The village in the country of Muszyna , Sącz district of the Kraków Voivodeship was inhabited by Lemken who, like their relatives in Dubne , were named Wenhrini (literally Magyars ) by other local Ruthenians because they had very close ties with the Russians from Ruská Voľa nad Popradom (marriages, common arable fields etc.) maintained.
Even before the First Partition of Poland , the Habsburgs occupied Muszyna in 1770. Two years later, Leluchów became part of the new Kingdom of Galicia and Lodomeria of the Habsburg Empire (from 1804). In 1900 the Leluchów community had 629 hectares, 80 houses with 427 inhabitants, the majority of whom were Ruthenian-speaking (400) and Greek-Catholic (398), as well as 17 Polish-speaking, 18 Roman-Catholic and 11 Jews.
In 1918, after the end of the First World War and the collapse of the Austro-Hungarian monarchy, Leluchów became part of the Second Polish Republic . During the Second World War it belonged to the Krakow district in the Generalgouvernement . In 1944 the Lemks were resettled in the Soviet Ukraine, the rest were expelled in the Vistula action .

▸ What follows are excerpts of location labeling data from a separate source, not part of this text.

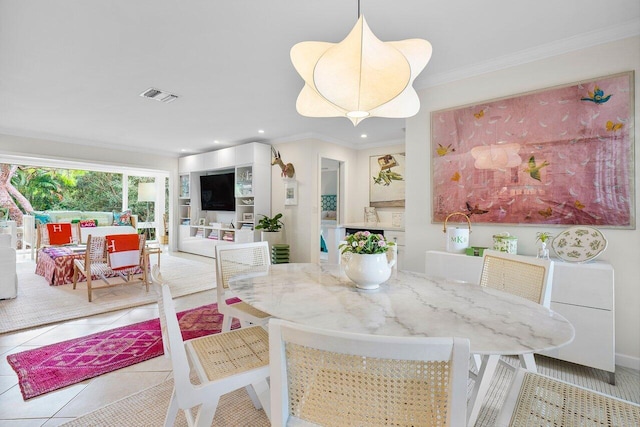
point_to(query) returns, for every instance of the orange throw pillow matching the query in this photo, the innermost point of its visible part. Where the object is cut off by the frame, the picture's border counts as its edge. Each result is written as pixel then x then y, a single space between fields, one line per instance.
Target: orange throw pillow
pixel 59 234
pixel 123 250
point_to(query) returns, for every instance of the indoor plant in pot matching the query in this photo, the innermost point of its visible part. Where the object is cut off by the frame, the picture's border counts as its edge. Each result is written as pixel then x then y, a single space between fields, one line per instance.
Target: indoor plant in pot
pixel 367 265
pixel 271 229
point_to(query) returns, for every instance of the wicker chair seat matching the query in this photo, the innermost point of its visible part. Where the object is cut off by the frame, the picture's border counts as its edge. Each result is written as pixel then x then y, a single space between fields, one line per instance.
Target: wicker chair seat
pixel 547 401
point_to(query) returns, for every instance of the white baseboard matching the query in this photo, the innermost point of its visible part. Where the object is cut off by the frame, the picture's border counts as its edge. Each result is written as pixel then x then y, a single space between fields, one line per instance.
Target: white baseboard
pixel 628 361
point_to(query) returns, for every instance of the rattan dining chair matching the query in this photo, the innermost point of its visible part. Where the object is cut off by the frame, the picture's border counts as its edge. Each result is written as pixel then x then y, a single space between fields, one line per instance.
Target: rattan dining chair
pixel 526 277
pixel 535 399
pixel 223 362
pixel 233 260
pixel 523 276
pixel 334 378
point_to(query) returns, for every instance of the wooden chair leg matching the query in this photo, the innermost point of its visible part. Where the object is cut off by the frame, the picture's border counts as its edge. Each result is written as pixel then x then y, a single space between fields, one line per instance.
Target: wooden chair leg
pixel 89 285
pixel 172 410
pixel 75 276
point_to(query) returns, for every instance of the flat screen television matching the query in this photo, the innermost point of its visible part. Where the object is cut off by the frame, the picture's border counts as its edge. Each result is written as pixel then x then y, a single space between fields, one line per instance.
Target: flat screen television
pixel 216 192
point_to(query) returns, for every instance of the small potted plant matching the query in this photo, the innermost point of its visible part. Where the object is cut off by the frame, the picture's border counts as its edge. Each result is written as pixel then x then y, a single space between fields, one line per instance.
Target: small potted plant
pixel 270 224
pixel 271 229
pixel 543 237
pixel 368 265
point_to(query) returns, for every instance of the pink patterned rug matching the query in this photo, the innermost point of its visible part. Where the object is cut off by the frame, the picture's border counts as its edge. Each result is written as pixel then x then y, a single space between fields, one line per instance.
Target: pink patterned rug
pixel 58 365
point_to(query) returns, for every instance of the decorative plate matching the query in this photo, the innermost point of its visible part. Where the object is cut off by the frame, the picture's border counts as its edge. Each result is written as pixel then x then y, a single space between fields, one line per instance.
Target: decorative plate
pixel 579 244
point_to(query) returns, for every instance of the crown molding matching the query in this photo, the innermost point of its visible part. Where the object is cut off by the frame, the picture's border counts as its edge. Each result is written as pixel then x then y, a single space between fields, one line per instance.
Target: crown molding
pixel 559 47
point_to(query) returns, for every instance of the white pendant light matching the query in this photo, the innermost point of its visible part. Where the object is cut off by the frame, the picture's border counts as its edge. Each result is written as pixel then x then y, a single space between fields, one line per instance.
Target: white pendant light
pixel 360 77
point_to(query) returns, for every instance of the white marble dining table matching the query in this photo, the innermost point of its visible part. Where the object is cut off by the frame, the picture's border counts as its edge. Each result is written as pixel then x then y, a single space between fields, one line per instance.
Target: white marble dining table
pixel 408 304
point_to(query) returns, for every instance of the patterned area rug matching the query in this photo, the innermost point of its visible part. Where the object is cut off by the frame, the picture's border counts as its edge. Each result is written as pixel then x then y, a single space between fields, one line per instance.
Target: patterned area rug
pixel 58 365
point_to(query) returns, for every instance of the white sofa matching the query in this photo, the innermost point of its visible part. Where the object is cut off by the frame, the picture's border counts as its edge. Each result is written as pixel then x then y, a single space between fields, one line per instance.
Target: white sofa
pixel 9 276
pixel 105 222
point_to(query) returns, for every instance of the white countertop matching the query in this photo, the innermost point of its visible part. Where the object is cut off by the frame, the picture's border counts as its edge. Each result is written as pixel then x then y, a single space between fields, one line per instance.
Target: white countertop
pixel 367 226
pixel 408 304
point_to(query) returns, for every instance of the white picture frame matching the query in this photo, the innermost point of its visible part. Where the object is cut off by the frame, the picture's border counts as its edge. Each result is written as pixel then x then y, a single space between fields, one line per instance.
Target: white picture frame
pixel 291 193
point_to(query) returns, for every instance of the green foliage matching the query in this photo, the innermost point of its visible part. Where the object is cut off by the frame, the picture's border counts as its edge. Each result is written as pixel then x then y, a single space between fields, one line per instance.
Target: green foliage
pixel 270 224
pixel 365 242
pixel 42 187
pixel 62 189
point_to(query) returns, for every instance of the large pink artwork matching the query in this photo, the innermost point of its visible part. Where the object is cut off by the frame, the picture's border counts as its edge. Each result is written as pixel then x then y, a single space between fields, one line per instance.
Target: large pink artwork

From 1975 to 1998 Leluchów was part of the Nowy Sącz Voivodeship .
Web links
- Leluchów . In: Filip Sulimierski, Władysław Walewski (eds.): Słownik geograficzny Królestwa Polskiego i innych krajów słowiańskich . tape 5 : Kutowa Wola – Malczyce . Walewskiego, Warsaw 1884, p. 135 (Polish, edu.pl ).
- Leluchów . In: Filip Sulimierski, Władysław Walewski (eds.): Słownik geograficzny Królestwa Polskiego i innych krajów słowiańskich . tape 15 , part 2: Januszpol – Wola Justowska . Walewskiego, Warsaw 1902, p. 216 (Polish, edu.pl ).
Individual evidence
- ↑ Tomasz Jurek (editor): LELUCHÓW ( pl ) In: Słownik Historyczno-Geograficzny Ziem Polskich w Średniowieczu. Edycja elektroniczna . PAN . 2010-2016. Retrieved April 22, 2019.

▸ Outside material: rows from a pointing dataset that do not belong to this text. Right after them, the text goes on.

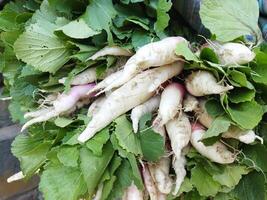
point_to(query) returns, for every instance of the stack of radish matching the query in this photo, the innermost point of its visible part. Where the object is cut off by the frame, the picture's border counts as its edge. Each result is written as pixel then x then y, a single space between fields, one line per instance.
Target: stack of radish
pixel 146 85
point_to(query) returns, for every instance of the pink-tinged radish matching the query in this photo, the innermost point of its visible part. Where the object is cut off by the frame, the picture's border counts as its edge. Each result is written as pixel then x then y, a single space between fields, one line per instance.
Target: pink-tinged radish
pixel 202 83
pixel 160 174
pixel 151 55
pixel 132 193
pixel 217 152
pixel 98 195
pixel 190 103
pixel 245 136
pixel 179 131
pixel 179 168
pixel 113 51
pixel 149 106
pixel 128 96
pixel 233 53
pixel 106 82
pixel 95 106
pixel 170 103
pixel 149 183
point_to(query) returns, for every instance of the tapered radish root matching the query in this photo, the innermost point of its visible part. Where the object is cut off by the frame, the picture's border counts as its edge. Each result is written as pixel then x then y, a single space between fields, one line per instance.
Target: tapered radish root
pixel 245 136
pixel 201 83
pixel 147 107
pixel 160 173
pixel 179 168
pixel 170 103
pixel 132 193
pixel 153 54
pixel 128 96
pixel 113 51
pixel 234 53
pixel 217 152
pixel 179 131
pixel 190 103
pixel 95 106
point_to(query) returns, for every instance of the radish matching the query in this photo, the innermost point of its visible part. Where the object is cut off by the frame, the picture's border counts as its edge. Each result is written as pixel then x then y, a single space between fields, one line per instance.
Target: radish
pixel 95 106
pixel 107 81
pixel 64 104
pixel 179 168
pixel 160 174
pixel 67 101
pixel 233 53
pixel 128 96
pixel 245 136
pixel 201 83
pixel 132 193
pixel 113 51
pixel 217 152
pixel 179 131
pixel 153 54
pixel 170 103
pixel 190 103
pixel 147 107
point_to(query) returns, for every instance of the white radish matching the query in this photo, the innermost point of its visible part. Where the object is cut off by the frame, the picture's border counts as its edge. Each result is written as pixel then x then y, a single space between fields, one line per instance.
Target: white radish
pixel 245 136
pixel 179 168
pixel 147 107
pixel 179 131
pixel 106 82
pixel 190 103
pixel 132 193
pixel 127 97
pixel 149 184
pixel 217 152
pixel 153 54
pixel 170 103
pixel 201 83
pixel 160 173
pixel 113 51
pixel 234 53
pixel 95 106
pixel 16 177
pixel 66 101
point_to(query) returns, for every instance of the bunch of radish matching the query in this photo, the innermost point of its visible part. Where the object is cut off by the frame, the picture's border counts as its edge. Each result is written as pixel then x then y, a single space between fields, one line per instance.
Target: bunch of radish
pixel 146 84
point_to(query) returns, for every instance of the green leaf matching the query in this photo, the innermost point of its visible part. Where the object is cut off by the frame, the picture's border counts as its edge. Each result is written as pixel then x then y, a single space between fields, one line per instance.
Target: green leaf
pixel 126 137
pixel 68 156
pixel 218 126
pixel 99 15
pixel 162 16
pixel 247 114
pixel 152 144
pixel 40 48
pixel 251 187
pixel 231 175
pixel 31 153
pixel 62 183
pixel 77 29
pixel 182 49
pixel 204 182
pixel 93 166
pixel 62 122
pixel 97 142
pixel 241 17
pixel 239 95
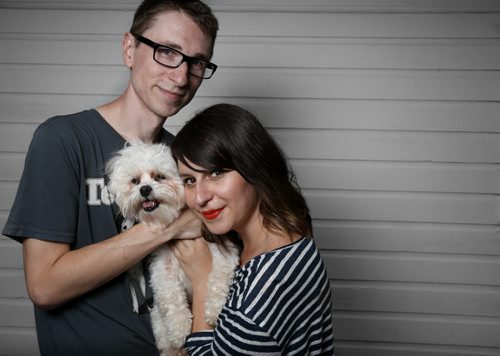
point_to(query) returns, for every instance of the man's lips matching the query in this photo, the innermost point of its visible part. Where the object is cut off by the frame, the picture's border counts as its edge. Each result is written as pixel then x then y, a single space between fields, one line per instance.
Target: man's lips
pixel 211 214
pixel 171 93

- ↑ Kazimierz Rymut , Barbara Czopek-Kopciuch: Nazwy miejscowe Polski: historia, pochodzenie, zmiany . 6 (L-Ma). Polska Akademia Nauk . Instytut Języka Polskiego, Kraków 2005, p. 51 (Polish, online ).
- ^ Bogdan Mościcki: Beskid Sądecki. Przewodnik . Oficyna Wydawnicza "Rewasz", Pruszków 2007, ISBN 978-83-8918865-6 , p. 185-186 (Polish).
- ↑ Ludwig Patryn (Ed.): Community encyclopedia of the kingdoms and countries represented in the Reichsrat, edited on the basis of the results of the census of December 31, 1900, XII. Galicia . Vienna 1907 ( online ).